In my semester of learning, I’m unlearning a lot. I keep realizing I don’t know many things at all.
When they said college would go fast, I didn’t believe them. But tomorrow I have my final exam, and then my first semester is over.
Because this is the way my mind works, I keep thinking: did I learn enough? did I pay attention? am I going to be ready to launch into the world when classes are over in a year and a half?
The truth is, I don’t know. This seems to be my answer more than anything these days. Who has concrete answers, anyway? Certainly not me.
“What are you going to do after school?”
I smile. “I don’t know.”
Or, “What do you hope to accomplish with your choice of major?”
I smile. “I don’t know.”
And, “What’s the endgame, Aliza? Where do you see yourself in the next few years?”

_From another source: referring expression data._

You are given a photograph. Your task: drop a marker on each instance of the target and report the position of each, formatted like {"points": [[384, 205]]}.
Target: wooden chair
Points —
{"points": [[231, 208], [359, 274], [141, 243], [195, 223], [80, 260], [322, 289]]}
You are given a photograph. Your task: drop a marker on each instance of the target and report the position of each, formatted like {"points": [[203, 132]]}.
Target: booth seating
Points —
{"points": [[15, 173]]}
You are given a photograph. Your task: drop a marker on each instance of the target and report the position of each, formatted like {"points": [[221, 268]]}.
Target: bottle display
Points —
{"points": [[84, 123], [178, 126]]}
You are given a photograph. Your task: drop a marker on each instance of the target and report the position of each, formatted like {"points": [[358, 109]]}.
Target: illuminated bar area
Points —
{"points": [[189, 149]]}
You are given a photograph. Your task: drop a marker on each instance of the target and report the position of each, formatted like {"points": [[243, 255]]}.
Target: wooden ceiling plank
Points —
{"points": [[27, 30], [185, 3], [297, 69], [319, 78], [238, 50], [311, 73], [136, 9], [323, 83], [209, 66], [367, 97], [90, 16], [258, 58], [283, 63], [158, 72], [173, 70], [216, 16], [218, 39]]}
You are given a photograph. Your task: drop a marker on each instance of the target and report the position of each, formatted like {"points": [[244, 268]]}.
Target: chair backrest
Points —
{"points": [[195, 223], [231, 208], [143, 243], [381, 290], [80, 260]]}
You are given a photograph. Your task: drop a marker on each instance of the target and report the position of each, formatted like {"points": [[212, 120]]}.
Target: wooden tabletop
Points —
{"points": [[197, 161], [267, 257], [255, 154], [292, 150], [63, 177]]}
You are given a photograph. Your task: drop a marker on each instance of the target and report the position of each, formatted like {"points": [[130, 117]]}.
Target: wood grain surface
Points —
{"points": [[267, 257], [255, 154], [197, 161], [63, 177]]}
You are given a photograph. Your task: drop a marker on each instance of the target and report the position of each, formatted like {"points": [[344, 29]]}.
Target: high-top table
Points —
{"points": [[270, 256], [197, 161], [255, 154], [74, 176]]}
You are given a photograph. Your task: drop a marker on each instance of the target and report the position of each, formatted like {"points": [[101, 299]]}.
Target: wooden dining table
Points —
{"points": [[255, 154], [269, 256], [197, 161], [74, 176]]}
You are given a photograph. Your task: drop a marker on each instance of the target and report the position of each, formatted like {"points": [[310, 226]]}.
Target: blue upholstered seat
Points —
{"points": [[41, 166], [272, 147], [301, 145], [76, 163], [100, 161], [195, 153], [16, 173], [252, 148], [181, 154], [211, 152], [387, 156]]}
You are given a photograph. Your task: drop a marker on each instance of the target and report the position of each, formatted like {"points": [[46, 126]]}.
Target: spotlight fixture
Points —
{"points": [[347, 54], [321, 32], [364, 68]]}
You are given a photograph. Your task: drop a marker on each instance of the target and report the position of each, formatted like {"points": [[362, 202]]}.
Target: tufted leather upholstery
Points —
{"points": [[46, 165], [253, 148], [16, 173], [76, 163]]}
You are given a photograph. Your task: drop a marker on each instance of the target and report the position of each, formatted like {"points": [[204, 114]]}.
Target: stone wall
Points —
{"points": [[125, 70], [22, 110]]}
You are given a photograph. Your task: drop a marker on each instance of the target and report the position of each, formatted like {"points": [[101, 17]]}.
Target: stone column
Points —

I smile. “I really, really don’t know.”
That’s the truth, and I’m beginning to settle into that now. I don’t know much. Four years ago I had a detailed plan of what 22 was supposed to look like, mostly beginning and ending with a published book. But life looks different than what I thought it would, and that’s not unsatisfying. I’m in the midst of good, stretching, lovely things. And most of them I have no clue about.
So I focus on the facts I do know: my nephew Noah turning one soon, the Christmas lights keeping me warm, reading books on love and spiritual discipline, painting on ornaments and bread boards, and remembering that Jesus is coming soon.
It’s around this time of the year — just a handful of days before Christmas — when I normally begin to feel as though I’ve missed him. I begin to feel guilty and ashamed, thinking that I should have done more, or proven my love to Jesus somehow more tangibly.
I never thought being still could usher him in. I thought I had to prove it.
But this year, I can feel my insides shifting and changing, and that scares me and excites me simultaneously. There is no guilt or shame within me this year. No thing I have to prove. I’ve been reading a lot about Jesus, and listening to podcasts that have begun to change the way I view both him and me. Someday I’ll share more with you, after I figure out how to articulate the feelings swirling within me.
But for now, I’ll say this: I don’t know a lot. I don’t know about my life, or about college, or about writing, or art. But I know that I have people in my world who love me, and who I love in return. And I know I am getting to know Jesus in ways I haven’t fathomed before.
He’s coming soon, that empty manger waiting for his entrance. I look at Noah and think, “This was Jesus at one point. An almost one year old with bright eyes and a soul I feel as though I can see through.” Soon we’ll celebrate that Jesus is born, one of the most fantastical and revolutionary stories we’ll ever hear.
But he is here, too. Beside me. Within me. Around me. Tomorrow in my exam, and on Christmas day, and on Noah’s birthday, and when next semester starts, and all the days after that — even when I keep thinking I don’t know.
He is here.
I sit still and breathe quietly for seven minutes.
He is here. I am more fully at peace than I can last remember.
In all of my uncertainty, this is what I know for sure.